Not that he'd been close to Eileen, but she'd made Sam laugh, and people like that were few.
"Oh," Mildred says in reponse, and looks down her cooling coffee for a little while. "It sounded like she didn't have anyone to leave behind, when I last talked with her, back before she left Oak Park." She slants a look over at Dean. "Unless that's changed since then?"
"No," Dean says, then hesitates a little at the memory of Sam's face when they'd gone to see Eileen's body. "Not really."
Mildred sits up like someone's called her to attention, hands clasped around her coffee cup. "Well, in that case we should do something in her honor. She deserves that much."

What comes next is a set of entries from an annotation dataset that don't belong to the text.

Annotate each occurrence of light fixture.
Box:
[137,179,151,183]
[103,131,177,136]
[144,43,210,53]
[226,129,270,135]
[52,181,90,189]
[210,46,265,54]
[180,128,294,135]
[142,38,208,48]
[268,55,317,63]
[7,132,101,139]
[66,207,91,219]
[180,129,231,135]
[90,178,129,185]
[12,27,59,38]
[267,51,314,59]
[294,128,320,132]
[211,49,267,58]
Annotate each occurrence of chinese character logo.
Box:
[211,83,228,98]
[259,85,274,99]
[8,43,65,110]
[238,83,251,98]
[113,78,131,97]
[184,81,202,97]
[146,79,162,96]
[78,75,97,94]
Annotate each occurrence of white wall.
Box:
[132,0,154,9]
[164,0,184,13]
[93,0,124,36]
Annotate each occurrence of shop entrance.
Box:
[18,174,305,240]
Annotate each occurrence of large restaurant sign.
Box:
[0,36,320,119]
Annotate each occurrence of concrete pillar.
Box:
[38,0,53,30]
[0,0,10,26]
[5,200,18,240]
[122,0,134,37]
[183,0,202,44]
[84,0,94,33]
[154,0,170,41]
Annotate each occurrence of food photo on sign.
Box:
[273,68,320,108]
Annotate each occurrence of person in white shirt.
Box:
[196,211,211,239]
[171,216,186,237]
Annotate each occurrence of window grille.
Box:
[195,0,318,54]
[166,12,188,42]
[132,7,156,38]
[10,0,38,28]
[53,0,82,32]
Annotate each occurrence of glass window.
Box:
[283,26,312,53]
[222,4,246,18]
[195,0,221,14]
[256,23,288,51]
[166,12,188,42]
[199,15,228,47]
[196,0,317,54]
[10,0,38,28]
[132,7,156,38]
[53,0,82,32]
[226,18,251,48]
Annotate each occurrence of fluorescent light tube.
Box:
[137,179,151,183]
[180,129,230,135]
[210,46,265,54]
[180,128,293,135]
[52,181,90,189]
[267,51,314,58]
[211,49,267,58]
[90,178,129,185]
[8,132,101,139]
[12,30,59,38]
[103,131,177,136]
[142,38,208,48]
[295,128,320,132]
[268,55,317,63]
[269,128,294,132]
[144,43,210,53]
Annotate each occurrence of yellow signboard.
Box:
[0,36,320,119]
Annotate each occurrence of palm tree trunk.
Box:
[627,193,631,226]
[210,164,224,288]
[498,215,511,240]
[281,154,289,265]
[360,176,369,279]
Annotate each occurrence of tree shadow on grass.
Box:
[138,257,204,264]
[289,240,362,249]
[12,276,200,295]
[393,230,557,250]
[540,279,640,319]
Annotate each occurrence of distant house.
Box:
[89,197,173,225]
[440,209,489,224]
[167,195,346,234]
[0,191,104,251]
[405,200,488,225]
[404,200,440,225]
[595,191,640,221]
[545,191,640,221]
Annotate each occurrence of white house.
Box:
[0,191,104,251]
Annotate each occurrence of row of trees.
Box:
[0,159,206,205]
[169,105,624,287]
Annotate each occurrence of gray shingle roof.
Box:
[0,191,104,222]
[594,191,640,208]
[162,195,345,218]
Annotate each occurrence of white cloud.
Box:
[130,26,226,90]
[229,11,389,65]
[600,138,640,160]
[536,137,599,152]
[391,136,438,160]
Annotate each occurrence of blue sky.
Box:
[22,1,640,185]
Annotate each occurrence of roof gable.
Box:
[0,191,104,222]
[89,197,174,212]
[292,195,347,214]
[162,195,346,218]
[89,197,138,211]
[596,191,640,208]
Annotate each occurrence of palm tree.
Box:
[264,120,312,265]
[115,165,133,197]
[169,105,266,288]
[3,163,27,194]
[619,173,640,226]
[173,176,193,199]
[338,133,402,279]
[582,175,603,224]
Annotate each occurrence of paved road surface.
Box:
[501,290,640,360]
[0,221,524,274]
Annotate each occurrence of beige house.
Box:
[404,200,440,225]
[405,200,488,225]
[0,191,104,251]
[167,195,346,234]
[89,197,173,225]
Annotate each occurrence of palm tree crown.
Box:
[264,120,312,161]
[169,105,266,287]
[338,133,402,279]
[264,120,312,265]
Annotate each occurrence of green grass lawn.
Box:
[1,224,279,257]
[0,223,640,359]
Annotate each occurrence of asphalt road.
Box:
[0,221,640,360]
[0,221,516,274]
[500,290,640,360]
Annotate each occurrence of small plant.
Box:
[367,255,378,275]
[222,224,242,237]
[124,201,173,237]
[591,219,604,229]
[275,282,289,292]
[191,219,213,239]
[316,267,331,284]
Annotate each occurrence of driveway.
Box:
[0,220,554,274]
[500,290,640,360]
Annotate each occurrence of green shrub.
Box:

[a brief mention of shopping for turnips with Jack? Sam looks up on phone how to tell if it's a good one]
"It really ought to be something Irish," Mildred says almost apologetically as they slice vegetables together, elbow-to-elbow in her tiny kitchen. Sam's off in the other corner of her apartment, introducing Jack the concept of a 'tribute band' by going through Mildred's small archive of press-clippings and memorabilia. "But I already know how to make these, and I figured she wouldn't mind if we stuck to something tried-and-true. You want comfort food for this sort of thing, not an experiment." Not that Dean's one to argue against anything calling for what's essentially pie crust.
"Guess so," Dean says, wishing he'd thought to bring a sharpening stone with him. Her knives aren't exactly dull, but they could definitely use a bit of attention. They continue cutting in silence for a minute or before she asks, "Did you tell your brother why I invited you boys over tonight?"
"Um," Dean says, because he's a coward and doesn't like to spoil things when Sam's riding such a good mood. "Figured an evening with a lovely lady like yourself didn't need any further explanation."
"You're such a charmer," she tells him, dimpling like a girl the age of hello-my-name-is-Brooke.